C’est dans cette demeure récemment restaurée qu’Hernán Cortés a passé les dernières années de sa vie. En témoigne une stèle près de la porte de ses appartements sur laquelle est inscrit : « Ici mourut le 2 décembre 1547 le grand conquistador du Mexique ».

Au milieu du XIXe siècle, le palais devient la propriété des ducs de Montpensier qui réalisent d’importants travaux de rénovation, d’agrandissement et d’embellissement à l’intérieur du bâtiment et dans les jardins.

À première vue, le palais de style néo-mudéjar ressemble à une forteresse, à en juger par ses solides murs de briques crénelés.

Abandonné et en ruine, ce palais fut acquis, restauré et agrandi en 1855 par les ducs de Montpensier, Antoine d’Orléans et Luisa Fernanda de Borbón qui, établis dans le palais de San Telmo à Séville, en ont fait leur résidence de printemps et d’été.

Par un concours de circonstance, leur fille, Maria de las Mercedes d’Orléans, épousa son cousin, le roi Alphonse XII, et reçut comme dot de ses parents le palais de Castilleja. Le palais devint alors propriété royale.

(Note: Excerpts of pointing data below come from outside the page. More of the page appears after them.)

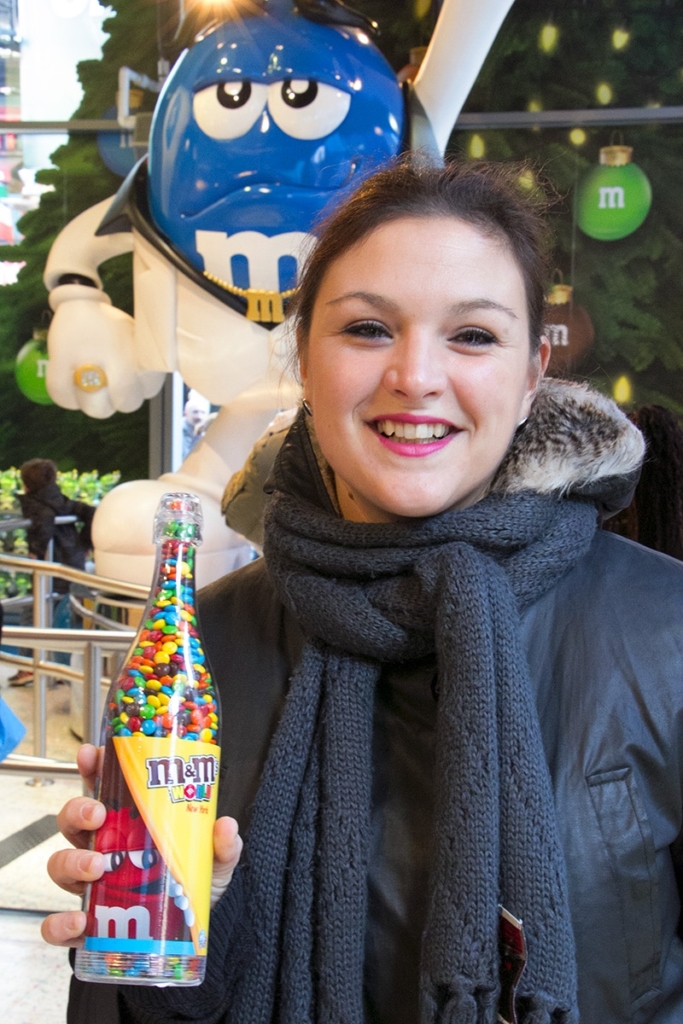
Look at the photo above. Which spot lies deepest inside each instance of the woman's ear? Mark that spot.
(537, 371)
(544, 355)
(302, 360)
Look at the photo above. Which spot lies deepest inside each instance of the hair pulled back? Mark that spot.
(37, 473)
(487, 196)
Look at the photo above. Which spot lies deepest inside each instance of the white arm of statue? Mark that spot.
(92, 364)
(463, 36)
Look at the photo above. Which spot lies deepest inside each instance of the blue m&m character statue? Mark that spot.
(271, 116)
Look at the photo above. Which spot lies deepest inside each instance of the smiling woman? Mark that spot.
(433, 682)
(418, 385)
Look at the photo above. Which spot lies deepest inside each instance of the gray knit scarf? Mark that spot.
(368, 594)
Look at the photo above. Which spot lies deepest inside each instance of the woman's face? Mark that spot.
(418, 367)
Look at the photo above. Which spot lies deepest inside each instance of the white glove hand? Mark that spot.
(91, 355)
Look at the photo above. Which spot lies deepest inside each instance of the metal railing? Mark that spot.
(93, 644)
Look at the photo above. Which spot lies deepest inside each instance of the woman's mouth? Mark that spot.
(414, 437)
(420, 432)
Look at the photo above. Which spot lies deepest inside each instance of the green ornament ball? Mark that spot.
(612, 202)
(31, 371)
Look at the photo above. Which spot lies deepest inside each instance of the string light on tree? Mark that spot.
(623, 391)
(614, 198)
(548, 38)
(604, 93)
(567, 327)
(621, 38)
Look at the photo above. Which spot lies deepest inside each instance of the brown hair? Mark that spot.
(654, 517)
(37, 473)
(487, 196)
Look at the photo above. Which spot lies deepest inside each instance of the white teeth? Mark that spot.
(413, 431)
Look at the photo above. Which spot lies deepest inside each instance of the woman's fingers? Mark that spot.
(63, 929)
(73, 869)
(79, 818)
(227, 848)
(89, 763)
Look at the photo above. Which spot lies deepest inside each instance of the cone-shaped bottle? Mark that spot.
(147, 916)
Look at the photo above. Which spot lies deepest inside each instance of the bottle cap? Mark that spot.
(178, 515)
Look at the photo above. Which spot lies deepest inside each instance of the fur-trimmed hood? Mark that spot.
(575, 441)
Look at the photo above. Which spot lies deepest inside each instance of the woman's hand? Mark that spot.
(74, 869)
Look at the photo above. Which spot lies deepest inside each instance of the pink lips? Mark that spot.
(413, 451)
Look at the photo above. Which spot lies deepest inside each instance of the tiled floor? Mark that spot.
(36, 984)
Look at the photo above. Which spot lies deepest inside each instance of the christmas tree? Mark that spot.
(615, 53)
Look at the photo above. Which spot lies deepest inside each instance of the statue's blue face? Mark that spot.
(262, 125)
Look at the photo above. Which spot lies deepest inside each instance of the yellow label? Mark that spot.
(174, 783)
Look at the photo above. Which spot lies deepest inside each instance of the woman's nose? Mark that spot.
(415, 368)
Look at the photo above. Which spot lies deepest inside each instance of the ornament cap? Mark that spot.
(559, 295)
(615, 156)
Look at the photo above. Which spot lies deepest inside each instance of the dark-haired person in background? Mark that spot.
(42, 502)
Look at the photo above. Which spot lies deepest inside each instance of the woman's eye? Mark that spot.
(368, 329)
(305, 109)
(114, 860)
(475, 337)
(228, 110)
(144, 858)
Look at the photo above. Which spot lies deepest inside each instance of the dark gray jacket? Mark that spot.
(605, 652)
(605, 649)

Malheureusement, la reine mourut cinq mois après la célébration de ses noces et le roi ne revint jamais sur place, laissant ce palais à sa fille aînée, la princesse des Asturies.

Son Altesse royale Doña Isabel II visita le palais à deux reprises, tout comme son fils Alphonse XII, et feu Doña María de las Mercedes, mère de Don Juan Carlos I.

En septembre 1899, les religieuses de l’Institut de la Bienheureuse Vierge Marie arrivées d’Irlande, d’où leur surnom de « Las Irlandesas », s’installèrent dans le palais avec la permission de la reine Maria Cristina en 1903. Les sœurs reçurent ainsi le palais qui est encore aujourd'hui une école de l’ordre religieux.